Verify the resilience plans of vendors
Most vendors these days claim to have a cyber-resilience infrastructure in place. However, relying on their plain statement instead of verifying it with in-depth insights can leave the organization vulnerable to cyber-attacks. This is especially true for systemically critical vendors that the organization is heavily reliant on to deliver their products/services, which deserve the focus for resilience. After identifying and inventing, CISOs should make it a point to ask these vendors how they perform their resilience planning and testing.
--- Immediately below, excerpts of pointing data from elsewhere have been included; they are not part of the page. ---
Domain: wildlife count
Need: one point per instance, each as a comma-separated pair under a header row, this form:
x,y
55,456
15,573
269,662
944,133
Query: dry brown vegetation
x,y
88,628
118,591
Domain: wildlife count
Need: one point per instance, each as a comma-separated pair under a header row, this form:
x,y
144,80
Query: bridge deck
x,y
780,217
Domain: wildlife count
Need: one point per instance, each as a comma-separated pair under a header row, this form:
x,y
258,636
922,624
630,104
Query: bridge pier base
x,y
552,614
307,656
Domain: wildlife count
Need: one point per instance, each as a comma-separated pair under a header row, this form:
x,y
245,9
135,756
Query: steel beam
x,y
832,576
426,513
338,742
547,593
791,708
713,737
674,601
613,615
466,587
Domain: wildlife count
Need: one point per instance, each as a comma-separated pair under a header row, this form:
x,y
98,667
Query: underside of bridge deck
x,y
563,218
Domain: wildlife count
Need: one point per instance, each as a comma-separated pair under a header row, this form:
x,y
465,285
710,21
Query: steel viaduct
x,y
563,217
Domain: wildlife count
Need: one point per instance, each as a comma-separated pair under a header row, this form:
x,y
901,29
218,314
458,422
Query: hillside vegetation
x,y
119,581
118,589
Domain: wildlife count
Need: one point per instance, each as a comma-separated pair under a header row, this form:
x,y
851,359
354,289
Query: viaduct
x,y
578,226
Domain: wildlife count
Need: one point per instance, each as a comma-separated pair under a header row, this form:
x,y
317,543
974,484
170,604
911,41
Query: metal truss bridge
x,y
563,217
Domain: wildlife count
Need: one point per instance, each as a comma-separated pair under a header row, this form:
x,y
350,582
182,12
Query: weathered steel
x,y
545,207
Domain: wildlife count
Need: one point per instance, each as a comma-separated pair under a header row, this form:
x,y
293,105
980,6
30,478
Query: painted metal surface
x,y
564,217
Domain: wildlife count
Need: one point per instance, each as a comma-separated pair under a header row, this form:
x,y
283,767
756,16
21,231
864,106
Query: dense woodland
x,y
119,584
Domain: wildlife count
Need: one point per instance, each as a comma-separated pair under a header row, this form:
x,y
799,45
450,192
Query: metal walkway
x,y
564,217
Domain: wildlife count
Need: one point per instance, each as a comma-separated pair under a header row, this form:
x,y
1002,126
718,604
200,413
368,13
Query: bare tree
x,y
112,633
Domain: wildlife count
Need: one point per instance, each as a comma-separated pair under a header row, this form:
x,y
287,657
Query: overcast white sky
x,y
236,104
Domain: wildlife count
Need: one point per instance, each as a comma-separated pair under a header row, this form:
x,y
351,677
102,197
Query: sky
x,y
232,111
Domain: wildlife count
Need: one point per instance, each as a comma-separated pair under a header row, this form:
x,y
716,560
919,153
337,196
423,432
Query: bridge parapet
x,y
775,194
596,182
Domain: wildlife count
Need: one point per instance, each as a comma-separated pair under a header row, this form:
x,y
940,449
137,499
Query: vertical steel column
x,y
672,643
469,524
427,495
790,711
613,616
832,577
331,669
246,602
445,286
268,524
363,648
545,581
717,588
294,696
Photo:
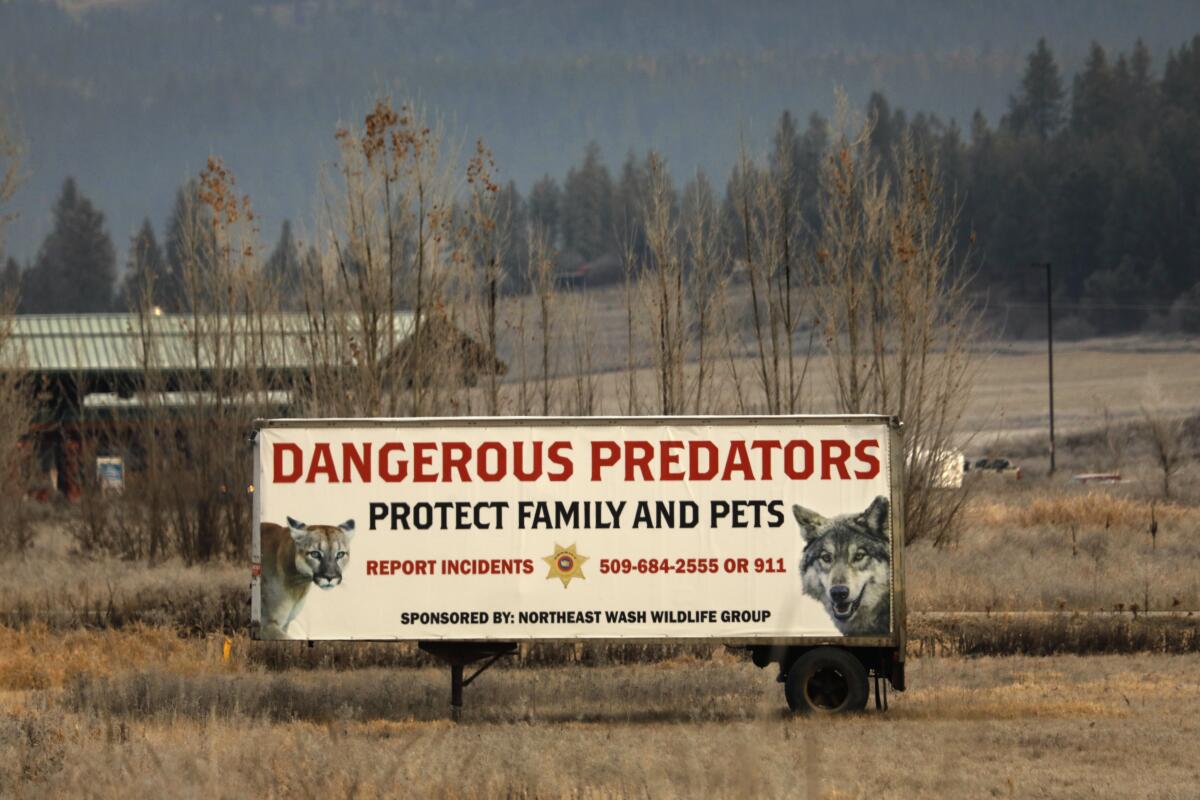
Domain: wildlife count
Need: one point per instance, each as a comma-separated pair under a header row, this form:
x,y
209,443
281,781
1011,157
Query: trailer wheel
x,y
826,680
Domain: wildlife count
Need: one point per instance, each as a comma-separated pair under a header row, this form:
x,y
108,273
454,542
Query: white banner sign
x,y
521,529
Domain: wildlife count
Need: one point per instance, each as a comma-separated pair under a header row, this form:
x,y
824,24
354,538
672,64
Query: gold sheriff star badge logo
x,y
564,564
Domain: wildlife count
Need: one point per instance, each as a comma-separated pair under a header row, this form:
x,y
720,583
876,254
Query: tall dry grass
x,y
712,731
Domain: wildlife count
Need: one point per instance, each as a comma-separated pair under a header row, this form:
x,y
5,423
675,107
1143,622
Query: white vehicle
x,y
781,535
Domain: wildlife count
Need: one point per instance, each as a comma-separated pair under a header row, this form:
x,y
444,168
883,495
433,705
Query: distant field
x,y
1009,395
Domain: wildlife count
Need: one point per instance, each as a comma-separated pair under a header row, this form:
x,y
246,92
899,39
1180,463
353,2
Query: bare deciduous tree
x,y
1165,435
541,278
664,287
892,295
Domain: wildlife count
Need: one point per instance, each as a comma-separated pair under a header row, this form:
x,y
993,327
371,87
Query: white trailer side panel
x,y
516,529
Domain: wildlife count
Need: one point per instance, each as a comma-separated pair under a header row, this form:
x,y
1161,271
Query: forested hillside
x,y
1077,151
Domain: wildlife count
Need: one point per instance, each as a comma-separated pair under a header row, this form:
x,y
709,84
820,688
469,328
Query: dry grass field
x,y
192,725
1008,395
1054,648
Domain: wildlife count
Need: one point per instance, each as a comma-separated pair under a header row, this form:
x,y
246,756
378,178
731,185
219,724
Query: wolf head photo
x,y
847,566
295,558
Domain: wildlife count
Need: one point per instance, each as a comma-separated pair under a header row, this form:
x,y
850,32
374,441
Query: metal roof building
x,y
105,347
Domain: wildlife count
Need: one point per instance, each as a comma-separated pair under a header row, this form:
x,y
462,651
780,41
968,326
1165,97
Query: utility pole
x,y
1049,353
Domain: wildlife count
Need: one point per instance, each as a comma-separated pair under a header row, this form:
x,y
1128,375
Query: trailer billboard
x,y
513,529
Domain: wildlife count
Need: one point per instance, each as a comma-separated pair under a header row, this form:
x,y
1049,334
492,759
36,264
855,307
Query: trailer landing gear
x,y
460,654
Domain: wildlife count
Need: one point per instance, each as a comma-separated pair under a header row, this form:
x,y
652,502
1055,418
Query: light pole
x,y
1049,353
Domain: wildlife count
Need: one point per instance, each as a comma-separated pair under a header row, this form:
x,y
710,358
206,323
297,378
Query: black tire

Instead of simply asking them questions and getting the answers, CISOs should evaluate the cyber resilience of the vendors with physical validation. Whether it is simply a table-top exercise or actual fail-over testing, cooperating with these critical vendors creates a sense of assurance of safety against cyber-attacks if a security incident occurs.
Also Read: Three Steps CISOs Can Take to Strengthen Supply Chain Cybersecurity
Decrease concentration risk
After confirming the inventory and validation of third-party vendors, another risk that can hurt the cyber-resilience is associated with concentration risk. Most of the services are performed in a single location with a single vendor. Today’s cloud world is often concentrated in a cloud service provider and a geographic location. As a result, the solution can differ and enables an organization to spread the risk.
Organizations should ensure the fail-over region for their cloud service provider the vendor opts for has been tested for. CISOs should physically validate that they are testing their product for a fail-over to the designated region and identify how long it takes them to do this work. Another approach is to identify a way to deploy to another region than where the concentration risk is currently present.